Nous avions arrêté de baiser Pauline pendant qu’elle prenait la queue de John dans sa bouche, mais après qu’elle ait commencé à l’aspirer et à la retirer, nous avons repris, en la laissant donner le rythme. Chaque fois que Pauline caressait John avec ses lèvres, Frank enfonçait sa bite dans sa chatte et je plongeais la mienne profondément dans son cul pendant qu’elle baisait à son tour pour nous rejoindre. À chaque poussée que je faisais, je pouvais sentir la bite de Frank déferler dans la chatte de Pauline, et je suis sûr qu’il pouvait sentir la mienne aussi. Cela a augmenté mon plaisir et le sien, et je sais que cela a augmenté le plaisir de Pauline aussi, car ses trois trous étaient si bien remplis. En plus de remplir son cul et sa chatte, lorsque Frank et moi poussions simultanément, la pression de ma bite forçait toute la longueur de la sienne plus fortement contre le dessous du clito de Pauline. Lorsque le moment serait venu d’augmenter notre vitesse, ce contact solide serait ce qui la ferait jouir.

Personne ne parlait mais la pièce n’était pas complètement silencieuse. Les trois hommes gémissaient et soupiraient et exprimaient autrement leur grand plaisir. Pendant que la queue de John entrait et sortait de la bouche humide de Pauline, elle faisait des bruits de gorgée et murmurait avec satisfaction. Sa chatte était tellement mouillée que la queue de Frank faisait des bruits de clapotis en entrant et sortant, et une partie des jus a éclaboussé mes cuisses, dégoulinant et trempant le lit.

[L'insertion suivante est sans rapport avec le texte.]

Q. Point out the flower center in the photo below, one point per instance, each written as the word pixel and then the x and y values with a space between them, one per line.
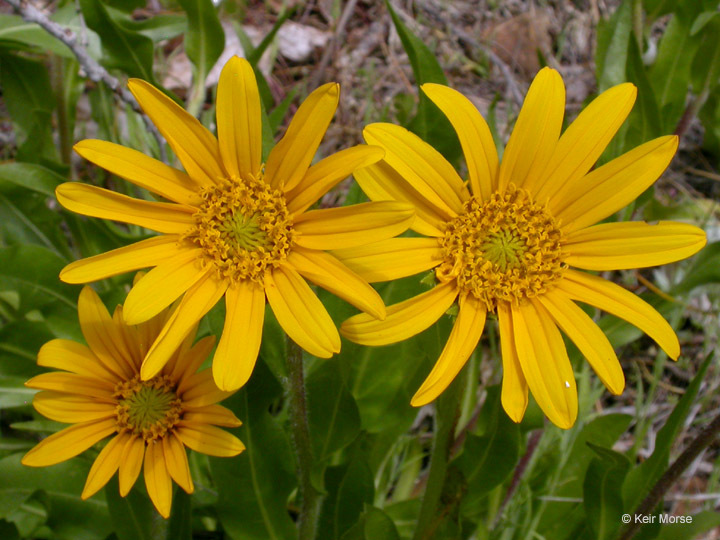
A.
pixel 243 227
pixel 508 248
pixel 147 408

Pauline a brièvement retiré la bite de John de sa bouche pour la lécher et l’embrasser et elle a rompu le semi-silence. « J’aime vraiment vos bites. Vous faites que mon cul, ma chatte et ma bouche se sentent bien. J’espère que tu ne jouiras pas trop tôt, car j’aime vraiment la baise que tu me donnes. » Elle a de nouveau léché autour de la tête de la bite de John et l’a fait glisser dans sa bouche pour continuer à le sucer.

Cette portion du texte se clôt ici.